Ja, sie ist sehr einsteigerfreundlich, weil sie ohne Ausrüstung auskommt und die Reichweite selbst gewählt wird. Beginne mit einem kleineren Zug nach vorn und einer engeren offenen Position und erweitere allmählich, wenn sich die Brust lockert.
Womit kann ich es ersetzen, wenn das Sitzen auf dem Boden unbequem ist?
Setze dich auf eine gefaltete Trainingsmatte, ein festes Kissen oder eine niedrige Bank mit flachen Füßen. Die Armbewegung bleibt gleich; nur die Sitzposition ändert sich.
Wie unterscheidet sich das von einer statischen Brustdehnung?
Eine statische Dehnung hält eine verlängerte Position, während diese Variante wiederholt zwischen einer gerundeten Reichweite nach vorn und einer weiten offenen Position wechselt. Der Rhythmus steigert die Durchblutung – deshalb passt sie besser an den Anfang einer Einheit.

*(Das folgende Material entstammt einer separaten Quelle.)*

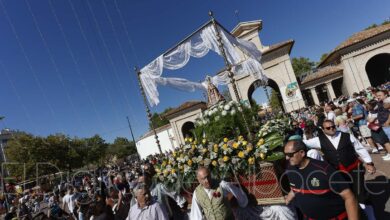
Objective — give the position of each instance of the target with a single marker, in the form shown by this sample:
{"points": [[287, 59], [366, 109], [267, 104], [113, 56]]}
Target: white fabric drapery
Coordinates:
{"points": [[198, 45]]}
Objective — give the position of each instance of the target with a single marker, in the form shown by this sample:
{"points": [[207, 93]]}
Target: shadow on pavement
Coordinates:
{"points": [[379, 189]]}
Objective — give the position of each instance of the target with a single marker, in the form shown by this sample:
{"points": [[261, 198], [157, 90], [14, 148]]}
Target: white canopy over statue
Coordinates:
{"points": [[242, 55]]}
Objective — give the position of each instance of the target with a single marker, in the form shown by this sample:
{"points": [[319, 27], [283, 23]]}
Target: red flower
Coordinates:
{"points": [[217, 194]]}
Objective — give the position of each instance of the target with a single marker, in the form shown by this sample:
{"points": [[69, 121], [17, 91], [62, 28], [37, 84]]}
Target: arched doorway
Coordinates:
{"points": [[378, 69], [268, 94], [187, 128]]}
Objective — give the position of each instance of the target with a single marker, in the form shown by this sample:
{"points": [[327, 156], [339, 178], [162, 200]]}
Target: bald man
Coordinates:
{"points": [[210, 198]]}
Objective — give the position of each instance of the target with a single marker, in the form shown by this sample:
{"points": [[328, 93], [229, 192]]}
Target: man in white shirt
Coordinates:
{"points": [[342, 151], [210, 198], [161, 194], [330, 115], [146, 208], [69, 200]]}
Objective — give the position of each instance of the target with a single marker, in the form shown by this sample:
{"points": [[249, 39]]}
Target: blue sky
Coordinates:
{"points": [[67, 65]]}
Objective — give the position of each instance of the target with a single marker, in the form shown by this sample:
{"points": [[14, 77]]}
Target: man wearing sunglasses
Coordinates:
{"points": [[316, 188], [345, 153]]}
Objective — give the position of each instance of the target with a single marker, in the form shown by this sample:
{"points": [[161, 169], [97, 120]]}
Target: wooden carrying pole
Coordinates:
{"points": [[230, 73], [148, 113]]}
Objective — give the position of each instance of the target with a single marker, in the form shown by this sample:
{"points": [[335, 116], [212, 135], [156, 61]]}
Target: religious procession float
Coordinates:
{"points": [[228, 138]]}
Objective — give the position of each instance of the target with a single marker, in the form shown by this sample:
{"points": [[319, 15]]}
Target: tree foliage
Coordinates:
{"points": [[302, 65], [274, 101], [34, 155]]}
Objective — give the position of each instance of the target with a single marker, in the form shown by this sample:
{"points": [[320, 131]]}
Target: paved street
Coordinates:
{"points": [[379, 184]]}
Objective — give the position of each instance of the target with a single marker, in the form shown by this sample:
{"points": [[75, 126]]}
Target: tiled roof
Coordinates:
{"points": [[159, 129], [357, 38], [184, 106], [320, 73], [278, 45]]}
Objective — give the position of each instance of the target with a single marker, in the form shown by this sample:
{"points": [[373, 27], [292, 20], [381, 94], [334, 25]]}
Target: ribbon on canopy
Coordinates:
{"points": [[198, 45]]}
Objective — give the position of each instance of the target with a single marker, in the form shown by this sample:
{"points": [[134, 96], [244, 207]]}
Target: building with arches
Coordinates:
{"points": [[361, 61], [281, 77], [277, 67]]}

Hilft diese Dehnung bei gerundeten Schultern durch Schreibtischarbeit?
Sie bewegt Schultern und obere Wirbelsäule durch das gegenteilige Muster des Sitzens, öffnet die Brust und zieht die Schulterblätter zusammen. Regelmäßige Sätze über den Tag verteilt sind dabei nützlicher als eine einzige lange Einheit.